The latest anti-gun diatribe by Socialist Alternative (SAlt) bemoans the fact that the “establishment Democrats” aren’t doing enough, complaining that they “have been unable to effect any serious change on gun control” (“Student Revolt Shakes America—Struggle Puts NRA on the Run,” 27 March). A separate article after the Parkland shooting touts “a socialist program for safety in schools,” which puts a pink paint job on the liberals’ demands for banning semiautomatic weapons and for strengthening background checks on gun sales.
Without the intention of irony, SAlt calls to build this liberal “movement” promoting gun control with, among other things, “strike action.” Anyone who knows labor history is aware that workers engaged in “strike action” have repeatedly had to defend their picket lines, at times with arms in hand, against armed company goons and scabs. Presumably, SAlt would have told these workers to disarm.
As Lenin insisted in his 1916 piece: “Only after the proletariat has disarmed the bourgeoisie will it be able, without betraying its world-historic mission, to consign all armaments to the scrap-heap. And the proletariat will undoubtedly do this, but only when this condition has been fulfilled, certainly not before.” Disarming the bourgeoisie requires sweeping away the capitalist order through proletarian socialist revolution, as the Bolshevik Party did in leading the proletariat of Russia to power a year later in the October Revolution.
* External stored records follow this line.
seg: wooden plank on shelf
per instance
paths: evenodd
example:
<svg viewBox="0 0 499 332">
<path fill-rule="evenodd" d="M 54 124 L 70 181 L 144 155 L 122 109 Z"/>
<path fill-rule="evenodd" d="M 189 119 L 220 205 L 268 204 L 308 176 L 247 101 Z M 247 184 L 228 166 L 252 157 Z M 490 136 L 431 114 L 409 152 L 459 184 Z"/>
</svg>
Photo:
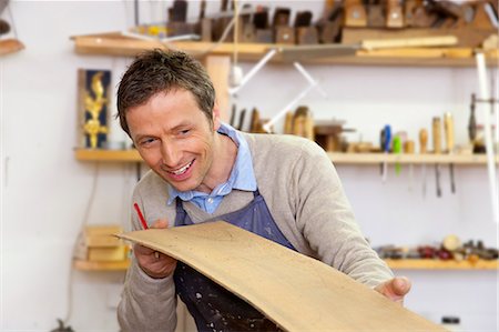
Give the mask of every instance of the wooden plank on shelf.
<svg viewBox="0 0 499 332">
<path fill-rule="evenodd" d="M 19 52 L 24 49 L 24 44 L 17 39 L 0 40 L 0 57 Z"/>
<path fill-rule="evenodd" d="M 130 266 L 130 261 L 118 262 L 90 262 L 82 260 L 73 261 L 74 269 L 80 271 L 125 271 Z"/>
<path fill-rule="evenodd" d="M 498 261 L 385 260 L 395 270 L 498 270 Z"/>
<path fill-rule="evenodd" d="M 289 46 L 267 44 L 267 43 L 212 43 L 201 41 L 175 41 L 162 43 L 159 40 L 141 40 L 121 36 L 120 33 L 102 33 L 93 36 L 77 36 L 72 38 L 74 41 L 74 50 L 80 54 L 103 54 L 103 56 L 122 56 L 134 57 L 139 52 L 153 49 L 179 49 L 185 51 L 193 57 L 203 58 L 207 54 L 214 56 L 232 56 L 237 51 L 241 61 L 257 61 L 262 59 L 271 49 Z M 299 46 L 298 46 L 299 47 Z M 297 47 L 297 48 L 298 48 Z M 328 48 L 328 44 L 317 46 L 318 48 Z M 469 48 L 449 48 L 431 50 L 415 49 L 408 51 L 399 50 L 398 52 L 389 51 L 359 51 L 357 56 L 338 56 L 328 58 L 317 58 L 304 60 L 307 63 L 317 64 L 339 64 L 339 66 L 417 66 L 417 67 L 475 67 L 475 58 L 469 54 Z M 487 61 L 490 66 L 498 66 L 498 51 L 491 50 L 486 52 Z M 276 56 L 272 62 L 282 61 Z"/>
<path fill-rule="evenodd" d="M 77 160 L 80 161 L 142 162 L 142 158 L 136 150 L 77 149 L 74 153 Z"/>
<path fill-rule="evenodd" d="M 444 331 L 336 269 L 226 222 L 120 237 L 183 261 L 284 331 Z"/>
<path fill-rule="evenodd" d="M 414 58 L 414 59 L 469 59 L 473 56 L 470 48 L 404 48 L 358 50 L 358 57 Z"/>
<path fill-rule="evenodd" d="M 487 163 L 485 154 L 385 154 L 385 153 L 339 153 L 327 152 L 335 164 L 377 164 L 381 162 L 400 164 L 454 163 L 479 165 Z M 496 157 L 499 164 L 499 157 Z"/>
<path fill-rule="evenodd" d="M 342 30 L 342 43 L 357 43 L 365 39 L 403 39 L 416 37 L 454 36 L 458 38 L 457 47 L 478 48 L 490 34 L 497 33 L 493 29 L 374 29 L 374 28 L 345 28 Z"/>
<path fill-rule="evenodd" d="M 142 162 L 142 158 L 136 150 L 92 150 L 77 149 L 74 151 L 77 160 L 80 161 L 102 161 L 102 162 Z M 485 154 L 384 154 L 384 153 L 340 153 L 327 152 L 329 159 L 335 164 L 359 164 L 369 165 L 381 162 L 401 164 L 434 164 L 454 163 L 458 165 L 485 165 L 487 157 Z M 499 164 L 499 157 L 496 157 Z"/>
</svg>

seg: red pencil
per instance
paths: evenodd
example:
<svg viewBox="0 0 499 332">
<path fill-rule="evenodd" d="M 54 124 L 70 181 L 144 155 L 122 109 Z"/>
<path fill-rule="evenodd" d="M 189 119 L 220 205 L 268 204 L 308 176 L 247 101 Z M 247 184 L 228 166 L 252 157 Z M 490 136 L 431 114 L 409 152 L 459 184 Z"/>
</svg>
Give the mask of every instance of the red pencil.
<svg viewBox="0 0 499 332">
<path fill-rule="evenodd" d="M 139 220 L 142 223 L 142 227 L 144 228 L 144 230 L 149 229 L 147 223 L 145 222 L 144 215 L 141 212 L 141 209 L 139 208 L 138 203 L 133 203 L 133 208 L 135 208 L 136 211 L 136 215 L 139 215 Z"/>
</svg>

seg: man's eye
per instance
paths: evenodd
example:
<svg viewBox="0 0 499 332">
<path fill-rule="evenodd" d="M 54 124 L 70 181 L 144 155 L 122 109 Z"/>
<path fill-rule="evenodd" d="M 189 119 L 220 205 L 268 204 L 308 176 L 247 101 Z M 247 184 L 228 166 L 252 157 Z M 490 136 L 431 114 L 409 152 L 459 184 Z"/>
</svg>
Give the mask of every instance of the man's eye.
<svg viewBox="0 0 499 332">
<path fill-rule="evenodd" d="M 155 139 L 144 139 L 141 141 L 141 145 L 149 145 L 154 141 L 155 141 Z"/>
</svg>

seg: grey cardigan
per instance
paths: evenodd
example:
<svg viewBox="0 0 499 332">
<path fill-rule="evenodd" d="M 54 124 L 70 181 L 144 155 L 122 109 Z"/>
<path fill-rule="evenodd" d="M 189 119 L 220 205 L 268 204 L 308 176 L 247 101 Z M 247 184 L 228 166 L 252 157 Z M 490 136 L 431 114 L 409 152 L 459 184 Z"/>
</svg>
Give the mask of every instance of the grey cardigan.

While black people formally won armed self-defense and other basic rights with the Civil War that smashed slavery, finishing the fight for black equality and integration demands another social revolution, in which the capitalist exploiters are expropriated and their state shattered. Key to this perspective is the building of a conscious, organized vanguard party to lead the working class in the fight for black liberation. Only the working class, the producers of the wealth of society, can put an end to the horrors of war, oppression and economic misery by taking power and instituting an egalitarian socialist order.